I am really starting to think that getting a good high quality soft synthetic cutting board would be better than buying another knife. Two months ago I started using my personal small end grain wood board at work (another thread). The results have been very good. It has chopped my sharpening routine in half. I really think this is an under spoken of part of the overall work experience of prep work on the job.

Do many pros around here take personal boards to work? Do you leave them there or heft them around? I am mostly focused on Hi-soft due to cost and availability. What is the up keep like? Do they need to be flatten and if so, how?

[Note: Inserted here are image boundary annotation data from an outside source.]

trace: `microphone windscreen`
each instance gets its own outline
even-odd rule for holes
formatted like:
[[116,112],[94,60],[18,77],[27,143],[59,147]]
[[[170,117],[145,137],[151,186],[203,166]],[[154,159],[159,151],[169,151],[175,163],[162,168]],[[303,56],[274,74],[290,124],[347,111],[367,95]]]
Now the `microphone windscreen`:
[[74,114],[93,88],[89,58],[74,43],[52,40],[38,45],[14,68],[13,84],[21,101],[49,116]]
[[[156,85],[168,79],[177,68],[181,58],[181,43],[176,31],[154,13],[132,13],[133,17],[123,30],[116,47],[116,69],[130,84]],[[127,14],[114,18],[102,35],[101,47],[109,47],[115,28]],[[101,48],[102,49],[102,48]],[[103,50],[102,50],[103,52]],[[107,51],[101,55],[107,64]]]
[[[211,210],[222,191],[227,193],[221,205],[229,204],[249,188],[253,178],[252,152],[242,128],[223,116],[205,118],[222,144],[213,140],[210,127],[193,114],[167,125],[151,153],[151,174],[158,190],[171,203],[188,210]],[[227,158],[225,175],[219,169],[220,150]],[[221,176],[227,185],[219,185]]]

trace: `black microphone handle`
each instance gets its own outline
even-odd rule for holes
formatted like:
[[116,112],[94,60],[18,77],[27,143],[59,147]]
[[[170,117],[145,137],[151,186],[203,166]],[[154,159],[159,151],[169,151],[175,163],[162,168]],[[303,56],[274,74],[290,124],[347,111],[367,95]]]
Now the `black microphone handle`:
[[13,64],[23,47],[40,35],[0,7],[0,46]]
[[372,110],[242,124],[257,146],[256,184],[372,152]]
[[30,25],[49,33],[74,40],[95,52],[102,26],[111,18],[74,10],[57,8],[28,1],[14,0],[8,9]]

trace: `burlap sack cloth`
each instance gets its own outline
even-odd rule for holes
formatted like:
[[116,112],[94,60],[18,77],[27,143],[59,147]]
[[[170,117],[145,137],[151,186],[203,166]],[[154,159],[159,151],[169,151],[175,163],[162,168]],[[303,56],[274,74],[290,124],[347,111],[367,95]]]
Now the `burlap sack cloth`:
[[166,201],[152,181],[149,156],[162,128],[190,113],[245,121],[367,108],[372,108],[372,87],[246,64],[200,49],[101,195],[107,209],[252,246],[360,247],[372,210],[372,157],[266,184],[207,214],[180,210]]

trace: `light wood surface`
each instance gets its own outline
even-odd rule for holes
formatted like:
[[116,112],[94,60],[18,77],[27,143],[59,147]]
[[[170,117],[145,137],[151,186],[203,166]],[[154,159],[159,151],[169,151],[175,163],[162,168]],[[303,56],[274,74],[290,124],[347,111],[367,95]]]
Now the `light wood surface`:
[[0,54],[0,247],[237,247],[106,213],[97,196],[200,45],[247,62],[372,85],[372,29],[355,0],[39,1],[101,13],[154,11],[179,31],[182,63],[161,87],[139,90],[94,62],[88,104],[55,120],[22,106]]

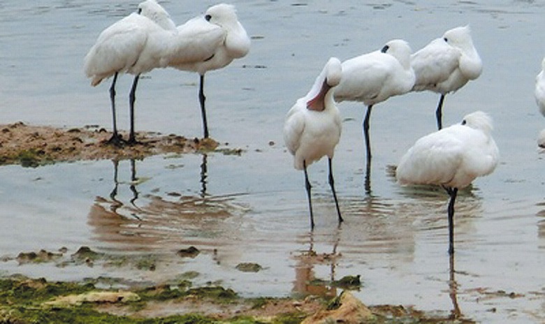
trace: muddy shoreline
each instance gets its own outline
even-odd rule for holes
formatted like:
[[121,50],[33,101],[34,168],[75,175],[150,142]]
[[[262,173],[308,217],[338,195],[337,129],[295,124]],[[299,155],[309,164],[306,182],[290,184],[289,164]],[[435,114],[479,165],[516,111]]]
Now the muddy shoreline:
[[[126,133],[122,135],[126,138]],[[143,159],[165,154],[242,152],[218,149],[219,143],[211,139],[143,132],[136,136],[138,145],[115,146],[108,142],[111,133],[96,126],[59,128],[22,122],[0,125],[0,165],[35,168],[58,162]],[[22,251],[17,256],[2,258],[1,262],[20,265],[57,263],[63,258],[66,260],[62,266],[117,263],[87,247],[72,254],[61,249]],[[156,265],[148,263],[135,261],[131,266],[154,271]],[[259,265],[251,265],[252,271],[259,271]],[[248,299],[221,286],[193,287],[187,280],[121,289],[115,285],[103,288],[104,280],[50,282],[43,278],[4,276],[0,279],[0,323],[472,323],[448,316],[430,316],[403,306],[368,307],[349,293],[342,293],[342,299],[315,295]]]
[[[128,138],[126,132],[120,133]],[[213,151],[219,145],[210,138],[186,138],[154,132],[137,132],[137,145],[114,145],[108,142],[111,136],[111,132],[95,125],[71,128],[22,122],[0,125],[0,165],[36,167],[82,160],[138,159],[168,153]]]

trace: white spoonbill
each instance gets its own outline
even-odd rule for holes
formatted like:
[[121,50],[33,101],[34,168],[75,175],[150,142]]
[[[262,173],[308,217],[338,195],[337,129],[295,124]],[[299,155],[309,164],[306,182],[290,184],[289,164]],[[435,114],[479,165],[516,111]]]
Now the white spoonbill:
[[245,56],[249,51],[250,38],[238,20],[235,7],[226,3],[209,8],[204,16],[189,20],[178,26],[177,30],[168,65],[199,74],[198,98],[206,138],[209,133],[205,109],[205,73]]
[[176,31],[168,13],[155,0],[140,3],[138,13],[131,13],[104,29],[84,60],[85,74],[92,78],[93,87],[113,76],[110,87],[113,135],[110,142],[117,145],[122,142],[117,133],[115,113],[115,82],[118,74],[129,73],[135,75],[129,94],[131,131],[128,141],[133,144],[135,92],[140,75],[166,66],[166,40]]
[[[534,96],[539,112],[545,116],[545,58],[542,60],[542,71],[535,78]],[[545,129],[537,137],[537,145],[545,149]]]
[[454,202],[458,189],[476,177],[491,173],[499,159],[492,138],[492,119],[477,111],[461,124],[427,135],[401,158],[396,177],[401,184],[437,184],[450,196],[449,253],[454,253]]
[[435,110],[437,128],[442,124],[444,96],[479,78],[483,64],[473,40],[469,25],[446,31],[411,57],[416,75],[413,91],[430,90],[441,94]]
[[293,166],[305,172],[311,228],[314,227],[314,220],[307,166],[325,155],[329,161],[329,185],[333,193],[339,223],[342,221],[331,165],[335,147],[341,133],[340,115],[333,101],[333,88],[339,84],[341,75],[340,61],[336,57],[329,59],[310,91],[298,99],[288,112],[284,124],[284,141],[293,155]]
[[411,47],[402,40],[390,40],[381,50],[342,62],[342,78],[335,90],[337,102],[361,101],[367,106],[363,133],[368,165],[371,160],[369,119],[375,104],[391,96],[405,94],[414,84],[411,68]]

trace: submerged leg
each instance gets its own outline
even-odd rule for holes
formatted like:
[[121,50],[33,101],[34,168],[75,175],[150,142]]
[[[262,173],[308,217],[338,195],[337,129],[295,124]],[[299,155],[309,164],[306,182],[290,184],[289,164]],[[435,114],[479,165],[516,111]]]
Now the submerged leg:
[[337,216],[339,219],[339,223],[342,223],[343,219],[339,209],[339,202],[337,200],[337,193],[335,191],[335,180],[333,179],[333,170],[331,166],[331,159],[329,158],[329,186],[331,187],[331,191],[333,192],[333,199],[335,200],[335,206],[337,207]]
[[109,143],[116,145],[121,144],[122,137],[117,133],[117,116],[115,113],[115,83],[117,82],[117,72],[114,75],[112,86],[110,87],[110,101],[112,102],[112,121],[113,124],[113,133],[108,140]]
[[205,101],[206,97],[204,95],[204,75],[201,75],[201,84],[198,89],[198,101],[201,103],[201,114],[203,115],[203,128],[204,128],[204,138],[208,138],[208,123],[206,121],[206,109]]
[[310,185],[310,182],[308,181],[308,173],[307,172],[307,162],[305,161],[303,161],[303,171],[305,171],[305,188],[307,189],[307,197],[308,198],[308,208],[310,210],[310,229],[314,230],[314,214],[312,214],[312,201],[310,197],[310,189],[312,188],[312,186]]
[[437,104],[437,109],[435,110],[435,118],[437,119],[437,129],[443,128],[443,101],[444,101],[444,94],[442,94],[439,98],[439,103]]
[[458,188],[445,188],[451,200],[449,201],[449,254],[454,254],[454,202],[456,200]]
[[371,162],[371,143],[369,140],[369,119],[371,117],[371,110],[373,105],[371,105],[367,108],[367,112],[365,113],[365,119],[363,119],[363,135],[365,138],[365,149],[367,151],[367,163],[370,164]]
[[129,115],[131,118],[131,131],[129,134],[129,144],[136,144],[136,138],[134,135],[134,101],[136,100],[136,86],[138,84],[138,79],[140,78],[140,74],[134,77],[134,81],[133,81],[133,86],[131,87],[131,93],[129,94]]

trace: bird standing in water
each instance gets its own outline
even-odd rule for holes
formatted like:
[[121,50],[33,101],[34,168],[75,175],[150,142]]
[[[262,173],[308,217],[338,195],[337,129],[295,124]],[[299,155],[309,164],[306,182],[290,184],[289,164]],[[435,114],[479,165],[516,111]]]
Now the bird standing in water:
[[442,107],[446,94],[454,92],[467,81],[479,78],[483,64],[469,26],[446,31],[411,56],[416,75],[413,91],[432,91],[440,94],[435,118],[437,129],[443,127]]
[[204,16],[193,18],[177,29],[168,66],[199,74],[198,99],[204,138],[207,138],[209,132],[205,108],[205,73],[245,57],[249,51],[250,38],[238,22],[235,7],[225,3],[209,8]]
[[450,196],[449,253],[454,253],[454,202],[459,189],[490,174],[500,154],[492,138],[492,119],[477,111],[460,124],[427,135],[401,158],[395,170],[401,184],[436,184]]
[[335,147],[339,142],[341,133],[340,115],[333,101],[333,88],[340,82],[342,73],[340,61],[335,57],[330,58],[310,91],[306,96],[298,99],[288,112],[284,125],[284,140],[290,153],[293,155],[293,166],[305,172],[311,228],[314,227],[314,221],[307,167],[324,156],[328,156],[328,181],[333,193],[338,221],[339,223],[342,221],[332,166]]
[[365,190],[370,192],[371,143],[369,122],[376,103],[393,96],[404,94],[414,84],[411,68],[412,50],[402,40],[390,40],[381,50],[360,55],[342,62],[342,78],[335,90],[335,100],[359,101],[367,106],[363,119],[367,165]]
[[121,145],[115,112],[115,83],[119,73],[134,75],[129,94],[131,131],[128,142],[136,142],[134,135],[134,101],[140,75],[168,63],[167,39],[175,32],[170,15],[155,0],[138,5],[138,13],[131,13],[104,29],[84,59],[84,70],[95,87],[113,76],[110,87],[113,130],[109,142]]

Daveb and S-Line, this is directed towards the two of you 

Thank you,
rj


----------



## panda

i use a hi-soft at home but they are way too soft to use at work. i know dave and brainsausage use sani-tuff and i plan on getting one as well. probably get the medium sized one and keep it in the office when not in use.


----------



## skewed

panda said:


> i use a hi-soft at home but they are way too soft to use at work. i know dave and brainsausage use sani-tuff and i plan on getting one as well. probably get the medium sized one and keep it in the office when not in use.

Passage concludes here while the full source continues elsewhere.